Aïte / Tori / Uke

» Posté par le 4 mars 2012 dans Notions fondamentales, Toshiro Suga | 0 commentaire

 

Commençons par le terme Aïte. Ce mot fréquemment utilisé en Aïkido est composé de deux Kanji  ou caractères chinois.

 

Le premier, « Aï », est homophone du « Aï » de l’Aïkido mais son sens est bien différent.

Pour comprendre sa signification nous allons étudier les caractères le composant.

Comme vous pouvez le voir sur le schéma ci-contre « Aï » est un Kanji lui-même composé de deux caractères distincts, ceux de l’œil et de l’arbre. L’œil représente une personne observant un arbre.

L’idée qui est transmise ici est celle de deux entités se faisant face et étant distinctes. L’idéogramme transmet donc l’idée de l’autre mais aussi celle d’opposition, d’ennemi ou d’adversaire.

 

Le second caractère « Te » est très connu. Il est utilisé dans de nombreux termes d’Aïkido tels que KataTE dori de même que dans KaraTE. Il représente la main. De même que l’œil symbolise l’humain dans sa totalité la main est elle aussi l’image d’un être dans son entièreté.

Dans toutes les cultures du monde la main a d’ailleurs un statut très particulier. Ainsi en Europe on demandait traditionnellement la MAIN de la personne que l’on souhaitait épouser. Cette main représentait alors de la même manière qu’en japonais l’être dans sa totalité.

Dans le terme Aïte que nous étudions la main prend toutefois un autre sens. Elle est le membre qui tient l’arme et représente par extension l’arme elle-même. Aïte devient alors l’adversaire armé qui nous fait face.

Le terme Aïte seul est peu utilisé au Japon et lorsqu’il est employé il est généralement associé à d’autres termes qui le précisent. On trouve ainsi par exemple Keiko-Aïte, le partenaire d’entraînement. En se popularisant le terme Aïte a perdu de sa force d’origine et est devenu graduellement le symbole d’un partenaire plus que d’un ennemi, rejoignant peut-être en cela le message de l’Aïkido…

 

Nous allons maintenant étudier les termes Tori et Uke.
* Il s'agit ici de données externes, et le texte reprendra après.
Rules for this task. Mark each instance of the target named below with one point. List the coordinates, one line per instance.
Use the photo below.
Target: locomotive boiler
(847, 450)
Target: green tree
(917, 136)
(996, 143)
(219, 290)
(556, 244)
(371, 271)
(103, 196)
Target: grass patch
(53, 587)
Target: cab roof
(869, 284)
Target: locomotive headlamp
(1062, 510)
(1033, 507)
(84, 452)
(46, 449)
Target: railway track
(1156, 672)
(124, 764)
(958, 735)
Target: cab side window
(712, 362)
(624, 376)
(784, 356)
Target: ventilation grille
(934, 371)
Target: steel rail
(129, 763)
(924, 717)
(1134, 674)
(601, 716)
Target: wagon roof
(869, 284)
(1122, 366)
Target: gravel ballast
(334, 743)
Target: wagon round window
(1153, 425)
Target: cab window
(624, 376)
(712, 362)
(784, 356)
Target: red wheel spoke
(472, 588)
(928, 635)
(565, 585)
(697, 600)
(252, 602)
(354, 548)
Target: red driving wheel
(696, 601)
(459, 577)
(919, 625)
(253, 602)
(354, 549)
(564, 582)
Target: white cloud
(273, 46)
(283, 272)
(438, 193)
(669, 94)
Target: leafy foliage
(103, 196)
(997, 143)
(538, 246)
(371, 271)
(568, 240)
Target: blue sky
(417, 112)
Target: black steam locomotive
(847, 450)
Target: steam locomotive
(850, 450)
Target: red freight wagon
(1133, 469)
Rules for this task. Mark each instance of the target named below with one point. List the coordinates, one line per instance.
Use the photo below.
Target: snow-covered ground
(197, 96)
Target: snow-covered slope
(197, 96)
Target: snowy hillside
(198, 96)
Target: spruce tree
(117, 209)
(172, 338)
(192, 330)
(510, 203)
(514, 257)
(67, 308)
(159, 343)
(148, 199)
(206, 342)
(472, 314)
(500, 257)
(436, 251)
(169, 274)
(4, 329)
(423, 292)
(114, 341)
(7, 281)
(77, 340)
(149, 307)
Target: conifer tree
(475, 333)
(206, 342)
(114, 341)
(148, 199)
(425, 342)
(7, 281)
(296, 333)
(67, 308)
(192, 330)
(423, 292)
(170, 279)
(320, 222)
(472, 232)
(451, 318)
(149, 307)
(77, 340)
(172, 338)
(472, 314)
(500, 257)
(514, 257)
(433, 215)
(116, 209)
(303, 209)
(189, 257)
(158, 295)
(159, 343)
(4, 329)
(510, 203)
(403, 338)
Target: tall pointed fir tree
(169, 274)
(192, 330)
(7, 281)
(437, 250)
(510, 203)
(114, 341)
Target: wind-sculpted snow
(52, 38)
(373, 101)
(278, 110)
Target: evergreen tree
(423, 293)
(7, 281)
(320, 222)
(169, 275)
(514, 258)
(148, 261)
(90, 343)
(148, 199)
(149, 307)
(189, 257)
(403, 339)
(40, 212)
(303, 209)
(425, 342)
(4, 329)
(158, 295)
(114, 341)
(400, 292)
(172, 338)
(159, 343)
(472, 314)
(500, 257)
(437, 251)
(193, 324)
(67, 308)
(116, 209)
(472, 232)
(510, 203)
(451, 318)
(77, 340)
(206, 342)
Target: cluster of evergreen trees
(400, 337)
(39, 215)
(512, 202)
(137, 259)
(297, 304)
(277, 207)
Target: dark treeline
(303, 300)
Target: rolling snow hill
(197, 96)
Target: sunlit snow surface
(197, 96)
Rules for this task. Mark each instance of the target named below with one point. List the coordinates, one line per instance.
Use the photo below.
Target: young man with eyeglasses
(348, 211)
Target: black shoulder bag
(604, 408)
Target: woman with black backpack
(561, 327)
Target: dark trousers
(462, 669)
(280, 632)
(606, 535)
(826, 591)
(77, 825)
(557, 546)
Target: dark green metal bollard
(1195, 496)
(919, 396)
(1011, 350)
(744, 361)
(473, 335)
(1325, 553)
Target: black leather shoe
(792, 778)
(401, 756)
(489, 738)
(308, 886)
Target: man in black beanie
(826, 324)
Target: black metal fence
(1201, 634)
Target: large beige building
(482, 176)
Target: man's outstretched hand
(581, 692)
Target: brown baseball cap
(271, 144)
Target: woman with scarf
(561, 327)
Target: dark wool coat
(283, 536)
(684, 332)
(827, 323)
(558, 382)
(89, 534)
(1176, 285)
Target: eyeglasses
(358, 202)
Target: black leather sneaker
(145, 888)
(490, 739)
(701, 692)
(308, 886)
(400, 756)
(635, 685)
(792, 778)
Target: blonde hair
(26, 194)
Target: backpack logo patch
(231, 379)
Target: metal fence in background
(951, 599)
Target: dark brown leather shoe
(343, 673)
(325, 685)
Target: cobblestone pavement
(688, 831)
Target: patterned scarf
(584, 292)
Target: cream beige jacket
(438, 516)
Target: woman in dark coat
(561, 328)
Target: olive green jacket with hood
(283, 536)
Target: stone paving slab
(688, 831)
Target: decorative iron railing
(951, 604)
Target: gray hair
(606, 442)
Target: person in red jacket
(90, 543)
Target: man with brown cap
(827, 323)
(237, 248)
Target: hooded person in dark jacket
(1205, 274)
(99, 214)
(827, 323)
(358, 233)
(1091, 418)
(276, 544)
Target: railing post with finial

A leur origine se trouvent les mots Torite et Ukete qui étaient probablement plus usités lors de l’époque Meïji.

Tori est composé de deux Kanji symbolisant la main et l’oreille. Au temps des guerres féodales un guerrier était récompensé en fonction du nombre d’adversaires abattus sur le champ de bataille. Ceux-ci étaient généralement comptabilisés par le nombre d’oreilles coupées que présentait le bushi…

Le Kanji utilisé pour Tori se prononce normalement Toru et signifie prendre. Lorsqu’un Kanji est associé à un autre pour former un mot composé sa prononciation change. Toru auquel on a adjoint le caractère « Te » que nous avons vu plus haut ne se prononce plus donc ToruTe mais ToriTe simplifié en Tori à l’usage.

Uke enfin représente deux mains qui se transmettent un élément dans son intégralité, comme lorsqu’on fait passer des pièces d’une main à l’autre avec l’idée qu’il n’y a ni perte ni chute. Le terme transmet donc l’idée de recevoir.

Tori est donc celui qui « prend » le corps de l’autre et exécute la technique et Uke est celui qui « reçoit » la technique. Uke ne chute donc pas simplement et n’est pas le vaincu. Il y a une notion d’échange où, sans perte, les deux partenaires travaillent ensemble, tout autant dans le rôle de Tori que dans celui de Uke qui est trop souvent négligé.

L’étude des Kanji nous amène à redécouvrir un aspect totalement concret de notre travail et j’espère que vous y penserez la prochaine fois que vous serez Uke sur le tatami.

 

Les Kanji ont des origines parfois obscures et diverses et leurs interprétations souvent multiples et occasionnellement contradictoires font l’objet de nombreux ouvrages spécialisés. Cette rubrique les présente selon l’angle martial qui est souvent méconnu, et plus particulièrement celui lié à l’Aïkido.